‘Well,’ said Mowbray, when Harrow reported the interview, ‘it’s the sort of story which, given that type of modern young woman, could very well be true. I’ll check it, because it will give me an excuse to do as Dame Beatrice has suggested, and ask some questions which may prove to be important if the answers are what I’m hoping they will be. If that gamekeeper is the chap I think he is, I’ll twist his tail until he comes clean. There was a nasty case of alleged rape against him a couple of years back – nothing could be proved and he produced what apppeared to be a foolproof alibi, but I knew the girl and I reckon she was telling the truth.’ Meanwhile, you had better have another go at that hostel in Pureford and find out whether they have any news of Stickle and Stour. They couldn’t help us when we first questioned them, but this scarpering without a word to anybody is beginning to look very suspicious.’
‘Yes, sir, I agree. These chaps with no obvious roots are often on the fringe of the criminal world and if they had seen any advantage in getting rid of Veryan—’
‘Yes, but that advantage hasn’t shown up yet, has it? Tynant tells me that when Veryan engaged them and two others – that was before he knew that young Monkswood and young Hassocks were prepared to work on the site – he took it for granted that they were all men from Holdy village. Two of them were; they were the ones Veryan put off. I begin to wonder whether perhaps he sacked the wrong couple.’
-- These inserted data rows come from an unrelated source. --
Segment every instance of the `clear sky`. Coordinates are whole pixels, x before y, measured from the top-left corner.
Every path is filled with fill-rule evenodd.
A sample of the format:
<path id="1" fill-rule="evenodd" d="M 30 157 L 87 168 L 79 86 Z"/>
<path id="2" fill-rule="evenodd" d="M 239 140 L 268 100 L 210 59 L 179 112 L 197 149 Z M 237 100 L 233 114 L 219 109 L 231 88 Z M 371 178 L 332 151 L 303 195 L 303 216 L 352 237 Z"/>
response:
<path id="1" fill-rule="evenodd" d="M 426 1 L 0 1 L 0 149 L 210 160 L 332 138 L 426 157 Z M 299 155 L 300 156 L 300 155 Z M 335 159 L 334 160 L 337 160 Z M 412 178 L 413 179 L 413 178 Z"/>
‘I can’t see what possible motive two itinerant labourers could have had for murdering him, sir. Surely Tynant would know if there had been a dispute of any sort.’
‘I wonder if they had found out about Veryan’s stargazing. In that case they might have climbed the tower to get him on his own and take him by surprise with a demand for better wages, and when he refused them—’
‘It doesn’t seem likely, does it, sir, on the face of it? What did you make of them when you had a word with them before the inquest?’
‘There was nothing special about them at all. It wouldn’t surprise me to hear they’d done porridge, but neither would it surprise me to hear that they had always kept just the right side of the law.’
‘Were they Irishmen, would you say, sir?’
‘No, Geordies come south to pick up what jobs they could.’
‘Well, we shall have to track down those two fellows. Find out the last time anybody saw them at work.’
‘I thought Mr Tynant said they had been missing for three days, sir.’
‘Check with the rest of the party. I’m not too keen to take Tynant’s word for anything at present. Find out whether there has been any kind of dispute. In these hard times men don’t pass up on a regular job just for the hell of it.’
Harrow’s report bore out Tynant’s assertion. It was three days since anything had been seen of the two workmen.
‘I don’t like it,’ said Mowbray. ‘Veryan is dead and, if these chaps have any knowledge, guilty or otherwise, of how he came to his death, either they’ve scarpered or somebody has laid for them and anything may have happened to them.’
There was a further bit of information to come Mowbray’s way and again he checked it for accuracy, this time taking the onus on himself. Tynant came to him and asked abruptly why ‘that detective-sergeant of yours has been pussyfooting around and harassing the girls and young Tom Hassocks’. Mowbray dealt with him sternly.
‘So many lies and half-lies have been told me and there has been so much wriggling and squirming since Professor Veryan’s death, sir, that I am very anxious to find out whether any of your party can lead me to the truth, or at any rate can give me a clue to the disappearance of these men, Stickle and Stour.’
‘Oh, I appreciate that, but nobody here can possibly account for their knocking off work. There is one other thing, though, and you can check this with the others if my word is not good enough for you. I had my suspicions the first day those fellows did not turn up. Yesterday, while your sergeant was busying himself with the young people, I made a more detailed inspection which fully confirmed what I have been thinking for some time.’
‘Oh, yes, sir?’
Tynant became impressive. He swept back the dark elf-lock from a noble forehead, raised an arm towards his trench and said,
‘On several nights since Professor Veryan’s death somebody has been here, dug deeper into my trench and then tried to make the soil look as though nothing had been disturbed.’
‘No damage, then, I take it, sir.’
‘Could easily come to damage if it goes on. If amateurs begin messing about on the site, they may do irreparable harm and bring my whole project to a point where it is useless for me to continue here.’
‘Looks to me,’ said Detective-Sergeant Harrow, when Tynant had gone, ‘as if those two chaps have given up daytime work in favour of doing a night-shift.’
‘But why on earth should they do that?’
‘All the neighbourhood thinks Tynant is digging for buried treasure, not prehistoric graves, sir.’
‘Oh, that poppycock! I thought Veryan had had a reporter from the
‘A newspaper article wouldn’t alter local opinion, sir.’
‘That’s obvious, I suppose, if some jokers have been sneaking along by night and having a go at Tynant’s trench for themselves.’
‘Stickle and Stour, don’t you think, sir?’
‘Oh, well, if so, it’s up to Tynant to catch them at it, although I don’t see what he could charge them with. They don’t seem to have done any damage, and it isn’t his property, anyway.’